5:30-6:10pm Marieke Hendriksen, University of Groningen
As the place of chemistry in universities was consolidated in the eighteenth century, natural philosophers became increasingly critical about the role of minerals, and particularly gemstones, in medicine. A case study in the Northern Netherlands shows that although this new, critical understanding of gemstones as materia medica in academia was included in apothecary handbooks and pharmacopeia fairly quickly, the interest in gemstones as a pharmaceutical ingredient and other exclusive materia medica persisted. Some factors that played a role in this process are analysed here. This paper suggests that the new chemical understanding of gemstones initially appeared to have only a small effect on the listing of gemstones in pharmaceutical handbooks because of their limited availability. Yet the ongoing inclusion of gemstones and other exclusive ingredients in pharmacopeia suggests social pressure and economic considerations played a bigger role for apothecaries than a desire to practice state-of-the-art medicine and pharmacy, even though academically trained natural philosophers and pharmacists discouraged the use of gemstones, gold, silver, and pearls. Moreover, this case shows that the increasing interest in transformations of nonorganic materials was not automatically tied to a rise in pharmaceutical chemistry, as Jonathan Simon has recently suggested was the case in eighteenth-century France.
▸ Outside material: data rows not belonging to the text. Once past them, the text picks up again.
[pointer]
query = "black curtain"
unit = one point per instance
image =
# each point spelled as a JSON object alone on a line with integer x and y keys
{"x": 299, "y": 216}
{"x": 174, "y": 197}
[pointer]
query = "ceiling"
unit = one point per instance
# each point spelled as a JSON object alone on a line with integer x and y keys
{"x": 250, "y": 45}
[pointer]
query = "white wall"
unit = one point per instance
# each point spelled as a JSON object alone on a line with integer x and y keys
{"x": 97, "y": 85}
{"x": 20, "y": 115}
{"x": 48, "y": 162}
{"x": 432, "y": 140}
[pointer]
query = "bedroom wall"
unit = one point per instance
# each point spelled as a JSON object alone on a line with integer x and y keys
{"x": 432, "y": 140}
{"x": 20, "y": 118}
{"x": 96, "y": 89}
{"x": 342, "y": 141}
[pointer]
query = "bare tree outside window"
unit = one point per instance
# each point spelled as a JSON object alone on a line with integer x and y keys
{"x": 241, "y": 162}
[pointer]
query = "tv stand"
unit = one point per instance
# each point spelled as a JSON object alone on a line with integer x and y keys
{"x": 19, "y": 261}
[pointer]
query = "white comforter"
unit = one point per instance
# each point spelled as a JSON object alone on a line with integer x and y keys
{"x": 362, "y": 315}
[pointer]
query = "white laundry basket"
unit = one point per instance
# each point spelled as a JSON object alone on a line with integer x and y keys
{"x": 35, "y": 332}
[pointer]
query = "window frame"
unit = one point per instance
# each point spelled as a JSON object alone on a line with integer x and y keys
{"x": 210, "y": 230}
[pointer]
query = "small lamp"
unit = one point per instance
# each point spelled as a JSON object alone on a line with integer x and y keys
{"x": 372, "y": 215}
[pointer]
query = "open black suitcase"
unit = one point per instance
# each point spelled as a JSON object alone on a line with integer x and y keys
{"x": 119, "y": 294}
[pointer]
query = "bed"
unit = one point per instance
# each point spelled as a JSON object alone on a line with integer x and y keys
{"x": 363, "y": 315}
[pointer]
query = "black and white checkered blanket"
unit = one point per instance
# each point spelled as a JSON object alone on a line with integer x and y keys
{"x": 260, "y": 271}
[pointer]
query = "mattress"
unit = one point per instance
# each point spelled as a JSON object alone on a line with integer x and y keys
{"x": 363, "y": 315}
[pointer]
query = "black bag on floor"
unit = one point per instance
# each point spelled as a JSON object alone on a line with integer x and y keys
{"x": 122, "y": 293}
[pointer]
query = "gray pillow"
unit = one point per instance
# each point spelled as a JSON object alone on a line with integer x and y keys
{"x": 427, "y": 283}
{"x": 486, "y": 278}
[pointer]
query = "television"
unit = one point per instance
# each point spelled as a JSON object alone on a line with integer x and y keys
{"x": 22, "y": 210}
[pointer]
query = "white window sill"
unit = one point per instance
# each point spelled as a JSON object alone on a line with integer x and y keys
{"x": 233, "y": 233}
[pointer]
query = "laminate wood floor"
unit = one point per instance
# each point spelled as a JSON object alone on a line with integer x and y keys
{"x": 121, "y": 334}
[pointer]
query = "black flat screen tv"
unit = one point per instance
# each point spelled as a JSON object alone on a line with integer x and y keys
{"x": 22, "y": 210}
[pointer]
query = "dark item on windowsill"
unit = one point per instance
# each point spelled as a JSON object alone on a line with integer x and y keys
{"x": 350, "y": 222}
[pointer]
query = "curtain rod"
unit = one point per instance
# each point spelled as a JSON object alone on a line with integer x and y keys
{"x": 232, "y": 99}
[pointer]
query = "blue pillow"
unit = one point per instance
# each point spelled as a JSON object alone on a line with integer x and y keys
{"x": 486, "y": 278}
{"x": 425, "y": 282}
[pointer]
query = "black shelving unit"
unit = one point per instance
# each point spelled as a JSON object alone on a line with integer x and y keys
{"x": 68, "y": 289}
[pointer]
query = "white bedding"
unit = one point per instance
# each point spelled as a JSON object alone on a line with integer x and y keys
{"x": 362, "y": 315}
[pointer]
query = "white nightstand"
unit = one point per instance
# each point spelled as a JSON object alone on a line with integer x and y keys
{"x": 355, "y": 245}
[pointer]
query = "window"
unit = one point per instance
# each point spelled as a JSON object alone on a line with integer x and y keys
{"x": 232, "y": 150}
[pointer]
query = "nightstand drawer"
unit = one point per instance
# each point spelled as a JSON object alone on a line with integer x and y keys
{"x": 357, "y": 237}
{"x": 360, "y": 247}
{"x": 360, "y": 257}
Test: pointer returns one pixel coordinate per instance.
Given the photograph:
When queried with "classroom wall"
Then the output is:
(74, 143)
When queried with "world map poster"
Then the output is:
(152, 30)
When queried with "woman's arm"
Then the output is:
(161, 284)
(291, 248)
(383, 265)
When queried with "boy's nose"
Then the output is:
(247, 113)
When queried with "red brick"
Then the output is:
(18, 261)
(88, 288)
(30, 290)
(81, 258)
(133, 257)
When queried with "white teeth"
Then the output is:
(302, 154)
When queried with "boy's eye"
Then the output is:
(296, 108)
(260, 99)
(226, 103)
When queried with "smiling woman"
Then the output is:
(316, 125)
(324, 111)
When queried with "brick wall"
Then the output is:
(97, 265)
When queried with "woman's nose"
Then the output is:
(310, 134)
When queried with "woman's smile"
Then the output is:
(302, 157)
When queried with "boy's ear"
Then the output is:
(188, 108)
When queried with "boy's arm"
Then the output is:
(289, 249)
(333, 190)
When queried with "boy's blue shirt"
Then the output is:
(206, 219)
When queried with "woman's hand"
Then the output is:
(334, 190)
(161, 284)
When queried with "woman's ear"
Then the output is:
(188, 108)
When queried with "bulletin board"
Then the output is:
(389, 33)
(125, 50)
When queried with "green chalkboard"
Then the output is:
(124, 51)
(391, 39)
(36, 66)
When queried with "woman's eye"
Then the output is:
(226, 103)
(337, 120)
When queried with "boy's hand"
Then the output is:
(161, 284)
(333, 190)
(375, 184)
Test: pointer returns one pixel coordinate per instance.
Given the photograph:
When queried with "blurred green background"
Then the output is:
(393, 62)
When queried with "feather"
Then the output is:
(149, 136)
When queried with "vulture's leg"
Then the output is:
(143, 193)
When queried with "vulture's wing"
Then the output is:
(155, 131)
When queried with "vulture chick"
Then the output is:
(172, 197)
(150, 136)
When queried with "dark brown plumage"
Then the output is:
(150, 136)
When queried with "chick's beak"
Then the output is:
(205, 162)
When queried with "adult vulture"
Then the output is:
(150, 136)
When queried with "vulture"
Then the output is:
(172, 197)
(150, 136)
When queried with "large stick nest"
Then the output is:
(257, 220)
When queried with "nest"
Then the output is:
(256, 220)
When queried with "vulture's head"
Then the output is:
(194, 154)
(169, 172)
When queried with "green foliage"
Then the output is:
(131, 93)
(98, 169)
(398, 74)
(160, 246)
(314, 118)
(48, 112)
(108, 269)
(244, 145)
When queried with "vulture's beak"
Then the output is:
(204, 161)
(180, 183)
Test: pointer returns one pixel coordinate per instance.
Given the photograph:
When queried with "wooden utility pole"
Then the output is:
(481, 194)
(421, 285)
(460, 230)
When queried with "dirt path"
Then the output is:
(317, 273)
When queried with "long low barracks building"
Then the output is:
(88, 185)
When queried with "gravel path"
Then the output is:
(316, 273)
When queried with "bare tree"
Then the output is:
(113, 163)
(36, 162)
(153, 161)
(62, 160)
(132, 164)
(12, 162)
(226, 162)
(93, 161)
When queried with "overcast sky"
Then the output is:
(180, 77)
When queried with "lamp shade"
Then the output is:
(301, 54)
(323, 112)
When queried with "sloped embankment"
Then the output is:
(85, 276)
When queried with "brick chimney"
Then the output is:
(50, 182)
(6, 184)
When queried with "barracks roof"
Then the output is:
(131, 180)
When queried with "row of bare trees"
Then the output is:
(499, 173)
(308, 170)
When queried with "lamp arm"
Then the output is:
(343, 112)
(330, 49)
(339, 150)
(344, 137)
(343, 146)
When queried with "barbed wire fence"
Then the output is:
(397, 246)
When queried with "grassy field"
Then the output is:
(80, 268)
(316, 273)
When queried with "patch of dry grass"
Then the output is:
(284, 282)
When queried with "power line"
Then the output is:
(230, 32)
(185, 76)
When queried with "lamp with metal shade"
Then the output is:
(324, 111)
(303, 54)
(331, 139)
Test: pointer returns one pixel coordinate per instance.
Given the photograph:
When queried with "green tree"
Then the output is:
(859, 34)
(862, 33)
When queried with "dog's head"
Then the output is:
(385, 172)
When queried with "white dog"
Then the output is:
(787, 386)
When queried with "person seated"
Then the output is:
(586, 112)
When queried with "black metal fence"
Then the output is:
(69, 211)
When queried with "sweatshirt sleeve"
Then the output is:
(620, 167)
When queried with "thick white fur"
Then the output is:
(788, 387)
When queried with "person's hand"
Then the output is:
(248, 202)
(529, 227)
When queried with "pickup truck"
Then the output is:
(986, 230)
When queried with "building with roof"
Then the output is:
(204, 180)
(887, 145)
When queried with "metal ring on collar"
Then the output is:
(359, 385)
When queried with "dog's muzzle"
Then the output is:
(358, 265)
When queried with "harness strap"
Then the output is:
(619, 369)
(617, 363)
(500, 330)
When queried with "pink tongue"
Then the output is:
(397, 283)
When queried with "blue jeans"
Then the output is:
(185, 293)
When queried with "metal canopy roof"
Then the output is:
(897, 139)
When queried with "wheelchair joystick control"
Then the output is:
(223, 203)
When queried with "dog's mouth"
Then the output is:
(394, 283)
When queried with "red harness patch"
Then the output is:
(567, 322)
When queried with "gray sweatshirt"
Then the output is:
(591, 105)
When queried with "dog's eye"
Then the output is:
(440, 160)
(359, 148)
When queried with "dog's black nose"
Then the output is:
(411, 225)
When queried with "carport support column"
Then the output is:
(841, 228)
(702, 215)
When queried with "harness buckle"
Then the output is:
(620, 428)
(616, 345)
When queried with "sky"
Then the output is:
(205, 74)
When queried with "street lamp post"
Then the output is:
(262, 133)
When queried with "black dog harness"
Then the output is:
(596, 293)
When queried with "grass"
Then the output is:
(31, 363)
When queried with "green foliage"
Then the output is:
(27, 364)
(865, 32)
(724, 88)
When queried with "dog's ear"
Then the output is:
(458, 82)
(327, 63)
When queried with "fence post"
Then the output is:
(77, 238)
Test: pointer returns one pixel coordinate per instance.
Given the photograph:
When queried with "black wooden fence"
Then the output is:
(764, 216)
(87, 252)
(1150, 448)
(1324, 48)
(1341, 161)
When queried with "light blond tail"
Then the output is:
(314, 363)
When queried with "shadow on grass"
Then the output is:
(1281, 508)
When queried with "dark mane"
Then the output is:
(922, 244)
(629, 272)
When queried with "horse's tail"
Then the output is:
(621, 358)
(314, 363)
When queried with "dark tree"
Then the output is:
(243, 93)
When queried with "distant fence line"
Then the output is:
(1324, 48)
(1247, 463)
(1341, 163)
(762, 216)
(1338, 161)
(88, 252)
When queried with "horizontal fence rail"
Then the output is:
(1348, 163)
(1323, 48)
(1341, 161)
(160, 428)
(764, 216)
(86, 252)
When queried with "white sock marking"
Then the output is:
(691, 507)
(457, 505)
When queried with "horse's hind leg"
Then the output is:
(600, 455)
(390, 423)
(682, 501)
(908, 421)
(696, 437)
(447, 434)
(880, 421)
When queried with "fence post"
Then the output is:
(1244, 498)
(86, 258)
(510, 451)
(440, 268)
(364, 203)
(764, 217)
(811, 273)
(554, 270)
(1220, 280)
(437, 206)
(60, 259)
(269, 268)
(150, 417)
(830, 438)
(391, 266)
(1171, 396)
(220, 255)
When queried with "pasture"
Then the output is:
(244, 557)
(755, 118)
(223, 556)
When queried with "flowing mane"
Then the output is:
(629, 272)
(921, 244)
Images, from top: diagram of double refraction in Iceland spar, from Christian Huygens, Traité de la lumière (1690); square emerald, with a border of brilliant-cut diamonds, set in gold, Europe c. 1850 © Victoria and Albert Museum, London; crystal structure diagram from René-Just Haüy, Traité de la cristallographie (Paris, 1822); raw emerald; silver-gilt earrings with emerald-coloured paste, Spain 1865-1870 © Victoria and Albert Museum, London.